Focus on recurring revenue. Subscription models, retainer clients, and maintenance contracts create predictable cash flow that buyers value highly. One-off project revenue is worth less because it's not guaranteed to continue.
Document everything. Systems, processes, vendor relationships, customer knowledge-all of it should be written down. A business that lives in the founder's head is worth significantly less than one with transferable processes.
Diversify your customer base. No single customer should represent more than 10-15% of revenue. Customer concentration is one of the biggest red flags for buyers because it creates risk that one lost customer tanks the business.
Build a management team.

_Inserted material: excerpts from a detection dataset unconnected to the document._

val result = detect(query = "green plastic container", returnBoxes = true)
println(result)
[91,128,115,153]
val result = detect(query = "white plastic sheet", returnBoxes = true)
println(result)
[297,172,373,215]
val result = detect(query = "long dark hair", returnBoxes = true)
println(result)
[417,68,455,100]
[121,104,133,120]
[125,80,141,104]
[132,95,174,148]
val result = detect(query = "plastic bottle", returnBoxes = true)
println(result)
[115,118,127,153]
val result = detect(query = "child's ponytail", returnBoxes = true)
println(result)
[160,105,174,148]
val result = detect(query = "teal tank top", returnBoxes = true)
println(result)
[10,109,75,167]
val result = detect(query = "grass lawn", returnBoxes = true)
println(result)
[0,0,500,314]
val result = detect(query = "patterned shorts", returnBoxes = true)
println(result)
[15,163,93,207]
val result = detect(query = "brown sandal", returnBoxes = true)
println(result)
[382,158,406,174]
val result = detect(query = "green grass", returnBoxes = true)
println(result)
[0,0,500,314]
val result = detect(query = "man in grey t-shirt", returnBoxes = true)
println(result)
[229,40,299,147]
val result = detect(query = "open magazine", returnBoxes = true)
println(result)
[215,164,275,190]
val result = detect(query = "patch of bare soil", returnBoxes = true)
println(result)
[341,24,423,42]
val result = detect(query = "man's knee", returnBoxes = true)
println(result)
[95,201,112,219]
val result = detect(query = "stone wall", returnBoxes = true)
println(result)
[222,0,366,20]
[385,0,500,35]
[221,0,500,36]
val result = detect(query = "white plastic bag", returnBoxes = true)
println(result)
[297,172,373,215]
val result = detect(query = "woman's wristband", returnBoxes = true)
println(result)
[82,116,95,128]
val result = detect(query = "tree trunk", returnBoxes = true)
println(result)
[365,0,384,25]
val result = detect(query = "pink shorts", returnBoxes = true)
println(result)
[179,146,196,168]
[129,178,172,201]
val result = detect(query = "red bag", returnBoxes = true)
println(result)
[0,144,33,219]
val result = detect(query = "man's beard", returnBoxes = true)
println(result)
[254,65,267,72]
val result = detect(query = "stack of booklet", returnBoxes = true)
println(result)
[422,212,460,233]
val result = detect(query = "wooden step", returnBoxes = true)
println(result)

Even if you're still making big decisions, having competent people in key roles shows that the business can operate without you. Start delegating earlier than feels comfortable.
Keep clean books from the start. Use proper accounting software, separate personal and business expenses, and reconcile monthly. Don't wait until you're ready to sell to clean up your financials-the historical record matters.
Protect your intellectual property. Register trademarks, document proprietary processes, and have employment agreements that assign IP to the company. Make sure contractors sign IP assignment agreements too.
Maintain good legal hygiene. Keep corporate records updated, maintain proper insurance, stay compliant with regulations, and resolve any legal issues quickly. Undisclosed legal problems kill deals.
Track the right metrics. Know your customer acquisition cost, lifetime value, churn rate, gross margin, and other key indicators for your business model. Businesses with clear metrics are easier to value and sell.
If you're building a business with the intent to sell, think about scalability from day one. When you rely purely on referrals, you're building a business that's hard to scale and hard to sell. But when you master outbound-whether that's cold email or systematic buyer outreach-every customer you land can deliver three or four more referrals because you're actively pushing that angle. I've seen this create exponential growth: if you're doing $10,000 deals and sending effective emails, you can generate $20,000+ in new business per hundred emails sent. That kind of predictable, repeatable revenue system is exactly what makes a business attractive to buyers.
Final Thoughts
Selling a business is part art, part science, and a lot of preparation. The founders who get the best outcomes start planning years in advance, build businesses that can run without them, and go into negotiations with clean financials and realistic expectations.
I've been on both sides of these deals-as a seller and as someone evaluating acquisitions. The difference between a smooth exit and a nightmare is almost always preparation. Do the work upfront, be honest throughout the process, and don't fall in love with a number. Focus on the total package: how much you're getting, when you're getting it, and what you're committing to post-sale.
Understand that selling a business is more than a financial transaction. It's the culmination of years of work, sacrifice, and vision. Take it seriously, but also recognize that it's the beginning of your next chapter, not the end of your story.
The market rewards preparedness. Businesses with clean books, documented systems, diversified revenue, and honest founders sell for premium multiples. Businesses with messy financials, founder dependency, and hidden problems get crushed on valuation or don't sell at all.
If you're serious about selling, start now. Clean up your books, document your systems, and build a business that's worth buying. Hire professionals who've done this before-a good M&A lawyer, a tax advisor who understands business exits, and potentially a broker or advisor to manage the process. Their fees are small compared to what you lose by going it alone.
Most importantly, be honest. With buyers, with advisors, with yourself. The truth always comes out in due diligence. The businesses that command the best terms are the ones where the seller has nothing to hide and can back up every claim with documentation.
Your exit is your final act as a founder. Make it count. Do it right, and you'll walk away with the cash you've earned, the satisfaction of a job well done, and the freedom to pursue whatever comes next.